Чебоксарский бухгалтер —

                         потомок Аттилы великого

И Кримхильды германской,

                         так отвечал об Аттиле:

«Много зол учинили

                         в странах западных предки чувашей

Гунны, вепрям подобные...

                         Что ж... Из истории нашей

Этой правды не выкинешь...

                         Но когда мой прапращур свирепый

С высоты Рим увидел,

                         то сказал: „Нет подобного в мире.

Пуп земли этот Город,

                         и рукой своей царственной я

Пуп не вырву из тела”.

                         И отошел вместе с войском.

 

Скромный я человек,

                         но горжусь, что мой предок свирепый

Пощадил Вечный Город».

 

Почти анекдотическая ситуация родства чебоксарского бухгалтера с культурными героями прошлого таит намек на то, что и автор как-то причастен к описываемым событиям. Изображая из себя такого Акакия Акакиевича, недостойного своего (или чужого?) времени мужа, автор смотрит на ситуацию из временной норки, находясь сразу в двух местах или в двух точках зрения. Об этом я и говорил, когда предположил наличие двух времен: андеграундного и настоящего. Фокус заключается в том, что андеграундным оказывается наше время, а не время совка, время больших событий. Или же что оно просто длится, и, как показал Беньямин, поэт — всегда подпольщик, связанный с реальностью лишь пуповиной, — но не это ли идеальная метафора актуальности, истинности и сопричастности бытию, открывающая идею мимесиса как мимикрии, устанавливающая некие партнерские (дочерние) с этой субстанцией отношения.

 

КЫМЫЛЬКУТ И ЕЛЕННЫ

 

Использованы мотивы чукотского любовного заговора

 

Ты меня разлюбила, Еленны.

Ты на русского смотришь, моя Еленны.

Ты ему отдать свое тело хочешь.

Я же, чукча оленный,

                             не нужен тебе Еленны.

Худо мне, Кымылькуту.

Худо мне на земле,

                             в Серединном мире.

 

И пошел я к шаманке,

                             к Чарего пошел, всем известной,

Рассказал свое горе,

                             и сказала Чарего в ответ:

«Не печалься, не плачь:

                             снова будет твоею Еленны,

Если сделаешь так,

                             как скажу я тебе, Кымылькут.

Появись перед ней,

                             когда будет мочиться за чумом,

И скажи ее сердцу —

                             пусть выйдет оно из нее

Со струею мочи,

                             и тогда сапогами топчи

Ее черное сердце...

                             Пусть оно поорет, болью мучась,

И от муки — полюбит».

 

«Нет, — сказал я шаманке, —

                             не хочу я в кричащую рану

Превращать ее сердце...

                             Боль не вернет ее мне.
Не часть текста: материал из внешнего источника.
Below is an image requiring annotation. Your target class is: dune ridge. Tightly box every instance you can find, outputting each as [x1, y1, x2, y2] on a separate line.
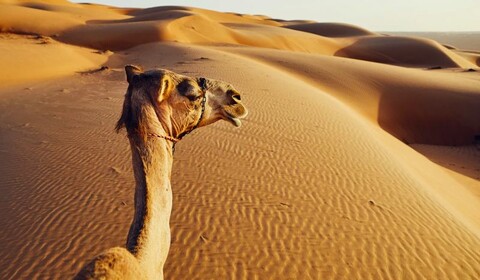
[0, 1, 479, 279]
Пусть уйдет она с русским,

                             пусть отдаст ему то, что недавно

Мне, любя, отдавала.

                             Пусть сделает это, а я

На край жизни отправлюсь,

                             туда, где земля к небу ближе,

И залезу на небо,

                             покинув навек землю злую».

 

Это я и назвал романтизмом. Казалось бы, в немыслимых стилистических условиях, в нерифмованном псевдофольклорном стихотворении, в котором почти отсутствуют метафора и вообще присущие Традиции атрибуты, разве что старорежимные инверсии, классицистская привычка описывать персонаж его же речью и другие редкие украшения.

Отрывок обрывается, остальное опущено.